Pair Corralation between PGIM Large and Northern Lights
Given the investment horizon of 90 days PGIM Large Cap Buffer is expected to generate 0.44 times more return on investment than Northern Lights. However, PGIM Large Cap Buffer is 2.29 times less risky than Northern Lights. It trades about -0.06 of its potential returns per unit of risk. Northern Lights is currently generating about -0.06 per unit of risk. If you would invest 2,652 in PGIM Large Cap Buffer on December 28, 2024 and sell it today you would lose (41.00) from holding PGIM Large Cap Buffer or give up 1.55% of portfolio value over 90 days.

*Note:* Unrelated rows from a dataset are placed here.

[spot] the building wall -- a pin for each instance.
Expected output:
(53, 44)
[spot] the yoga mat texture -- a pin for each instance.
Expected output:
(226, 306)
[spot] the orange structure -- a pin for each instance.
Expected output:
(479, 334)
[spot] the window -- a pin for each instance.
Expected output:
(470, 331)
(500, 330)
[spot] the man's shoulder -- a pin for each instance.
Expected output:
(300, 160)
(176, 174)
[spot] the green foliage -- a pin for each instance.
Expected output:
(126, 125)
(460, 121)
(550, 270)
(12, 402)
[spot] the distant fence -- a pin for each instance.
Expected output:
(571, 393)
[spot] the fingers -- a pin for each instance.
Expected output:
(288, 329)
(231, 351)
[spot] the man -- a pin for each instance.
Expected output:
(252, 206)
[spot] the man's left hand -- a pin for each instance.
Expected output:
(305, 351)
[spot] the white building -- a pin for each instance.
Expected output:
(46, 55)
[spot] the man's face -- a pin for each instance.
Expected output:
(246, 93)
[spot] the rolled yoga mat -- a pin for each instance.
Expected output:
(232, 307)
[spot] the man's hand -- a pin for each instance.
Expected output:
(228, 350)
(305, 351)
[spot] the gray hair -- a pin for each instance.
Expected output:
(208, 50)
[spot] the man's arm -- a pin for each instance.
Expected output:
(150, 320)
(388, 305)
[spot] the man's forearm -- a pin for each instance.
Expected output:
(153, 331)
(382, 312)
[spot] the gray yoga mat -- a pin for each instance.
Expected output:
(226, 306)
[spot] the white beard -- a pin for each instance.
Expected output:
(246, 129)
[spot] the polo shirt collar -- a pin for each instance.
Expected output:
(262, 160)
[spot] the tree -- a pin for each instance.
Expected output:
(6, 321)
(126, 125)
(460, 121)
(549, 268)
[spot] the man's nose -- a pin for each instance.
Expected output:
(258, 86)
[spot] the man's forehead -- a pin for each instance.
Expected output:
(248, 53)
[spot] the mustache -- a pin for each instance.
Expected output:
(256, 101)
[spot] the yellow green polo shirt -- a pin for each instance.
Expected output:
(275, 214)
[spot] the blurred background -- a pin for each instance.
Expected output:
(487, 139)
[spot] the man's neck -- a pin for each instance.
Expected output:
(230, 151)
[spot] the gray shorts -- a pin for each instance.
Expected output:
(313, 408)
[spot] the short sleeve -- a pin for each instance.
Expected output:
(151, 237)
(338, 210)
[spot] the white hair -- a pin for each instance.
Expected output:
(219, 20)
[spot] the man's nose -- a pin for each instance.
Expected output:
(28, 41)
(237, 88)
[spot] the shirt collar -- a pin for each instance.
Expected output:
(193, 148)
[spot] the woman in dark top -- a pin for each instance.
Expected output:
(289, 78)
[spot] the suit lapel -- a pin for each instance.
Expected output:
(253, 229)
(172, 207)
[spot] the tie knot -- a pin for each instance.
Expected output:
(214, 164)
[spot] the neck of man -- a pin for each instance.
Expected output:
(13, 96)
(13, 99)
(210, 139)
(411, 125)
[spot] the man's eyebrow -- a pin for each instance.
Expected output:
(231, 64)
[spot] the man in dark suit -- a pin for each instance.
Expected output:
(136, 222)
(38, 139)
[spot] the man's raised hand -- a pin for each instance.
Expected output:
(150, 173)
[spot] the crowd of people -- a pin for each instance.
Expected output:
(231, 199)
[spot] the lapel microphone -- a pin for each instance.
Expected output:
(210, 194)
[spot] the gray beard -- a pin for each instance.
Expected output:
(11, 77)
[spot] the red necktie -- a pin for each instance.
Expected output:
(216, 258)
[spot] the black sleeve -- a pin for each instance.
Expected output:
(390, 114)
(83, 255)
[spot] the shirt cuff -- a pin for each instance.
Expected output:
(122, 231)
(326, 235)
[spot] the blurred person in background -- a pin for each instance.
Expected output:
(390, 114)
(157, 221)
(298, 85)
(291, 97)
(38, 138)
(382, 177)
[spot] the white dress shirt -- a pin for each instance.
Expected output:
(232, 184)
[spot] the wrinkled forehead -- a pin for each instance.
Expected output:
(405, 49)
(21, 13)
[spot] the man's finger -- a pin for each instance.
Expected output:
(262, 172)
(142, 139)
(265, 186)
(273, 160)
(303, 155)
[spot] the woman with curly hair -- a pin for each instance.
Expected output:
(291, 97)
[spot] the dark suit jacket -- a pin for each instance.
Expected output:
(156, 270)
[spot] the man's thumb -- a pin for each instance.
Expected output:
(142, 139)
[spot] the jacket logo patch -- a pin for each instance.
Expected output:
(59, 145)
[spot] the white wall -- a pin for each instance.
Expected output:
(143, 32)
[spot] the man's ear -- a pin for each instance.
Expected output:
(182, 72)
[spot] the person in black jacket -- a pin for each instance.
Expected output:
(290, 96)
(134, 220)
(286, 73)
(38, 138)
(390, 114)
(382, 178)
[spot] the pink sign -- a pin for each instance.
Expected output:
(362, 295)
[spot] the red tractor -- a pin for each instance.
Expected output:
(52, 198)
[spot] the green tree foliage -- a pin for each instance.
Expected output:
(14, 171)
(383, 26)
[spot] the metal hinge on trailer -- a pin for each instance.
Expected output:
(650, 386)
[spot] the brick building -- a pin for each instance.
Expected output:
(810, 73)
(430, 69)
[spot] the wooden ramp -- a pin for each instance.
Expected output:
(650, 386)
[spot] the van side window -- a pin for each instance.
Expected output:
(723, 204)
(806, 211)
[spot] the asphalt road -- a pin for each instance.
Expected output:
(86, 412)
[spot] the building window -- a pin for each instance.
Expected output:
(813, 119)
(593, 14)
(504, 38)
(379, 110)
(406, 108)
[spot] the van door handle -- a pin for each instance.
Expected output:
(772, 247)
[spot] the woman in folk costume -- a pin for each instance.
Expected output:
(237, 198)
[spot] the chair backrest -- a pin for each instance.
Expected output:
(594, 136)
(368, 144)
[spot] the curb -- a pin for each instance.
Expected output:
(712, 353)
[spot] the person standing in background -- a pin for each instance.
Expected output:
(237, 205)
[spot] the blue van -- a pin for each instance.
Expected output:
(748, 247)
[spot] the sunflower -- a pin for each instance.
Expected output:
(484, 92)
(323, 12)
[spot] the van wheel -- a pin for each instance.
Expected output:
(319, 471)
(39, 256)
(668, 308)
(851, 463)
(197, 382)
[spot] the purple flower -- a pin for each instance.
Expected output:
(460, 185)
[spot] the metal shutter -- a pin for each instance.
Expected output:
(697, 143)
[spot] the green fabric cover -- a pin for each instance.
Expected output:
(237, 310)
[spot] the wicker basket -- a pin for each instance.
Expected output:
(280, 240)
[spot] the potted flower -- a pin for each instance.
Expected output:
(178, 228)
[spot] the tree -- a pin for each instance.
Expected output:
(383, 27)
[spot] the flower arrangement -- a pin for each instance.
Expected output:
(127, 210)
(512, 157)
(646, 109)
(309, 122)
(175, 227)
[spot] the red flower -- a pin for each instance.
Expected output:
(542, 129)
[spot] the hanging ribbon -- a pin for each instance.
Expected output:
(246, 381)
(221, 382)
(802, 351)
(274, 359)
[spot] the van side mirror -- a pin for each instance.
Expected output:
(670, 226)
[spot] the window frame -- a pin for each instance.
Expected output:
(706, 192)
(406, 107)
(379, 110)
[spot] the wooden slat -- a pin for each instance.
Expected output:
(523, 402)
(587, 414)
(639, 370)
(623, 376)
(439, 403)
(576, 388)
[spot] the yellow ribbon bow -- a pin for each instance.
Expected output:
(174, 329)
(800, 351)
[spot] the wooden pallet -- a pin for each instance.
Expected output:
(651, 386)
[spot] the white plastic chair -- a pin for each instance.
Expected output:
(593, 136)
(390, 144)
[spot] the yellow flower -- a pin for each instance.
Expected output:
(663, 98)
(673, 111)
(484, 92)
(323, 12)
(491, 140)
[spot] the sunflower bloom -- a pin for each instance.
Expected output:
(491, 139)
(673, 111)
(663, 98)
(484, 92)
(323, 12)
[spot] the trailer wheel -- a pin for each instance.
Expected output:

Time Period | 3 Months [change] |
Direction | Moves Together |
Strength | Very Strong |
Accuracy | 100.0% |
Values | Daily Returns |
PGIM Large Cap Buffer vs. Northern Lights
Performance |
Timeline |
PGIM Large Cap |
Northern Lights |
PGIM Large and Northern Lights Volatility Contrast
Predicted Return Density |
Returns |
Pair Trading with PGIM Large and Northern Lights
The main advantage of trading using opposite PGIM Large and Northern Lights positions is that it hedges away some unsystematic risk. Because of two separate transactions, even if PGIM Large position performs unexpectedly, Northern Lights can make up some of the losses. Pair trading also minimizes risk from directional movements in the market. For example, if an entire industry or sector drops because of unexpected headlines, the short position in Northern Lights will offset losses from the drop in Northern Lights' long position.PGIM Large vs. FT Vest Equity | PGIM Large vs. Northern Lights | PGIM Large vs. Dimensional International High | PGIM Large vs. First Trust Exchange Traded |
Northern Lights vs. Sterling Capital Focus | Northern Lights vs. Northern Lights | Northern Lights vs. First Trust Exchange Traded | Northern Lights vs. Northern Lights |
Check out your portfolio center.Note that this page's information should be used as a complementary analysis to find the right mix of equity instruments to add to your existing portfolios or create a brand new portfolio. You can also try the Funds Screener module to find actively-traded funds from around the world traded on over 30 global exchanges.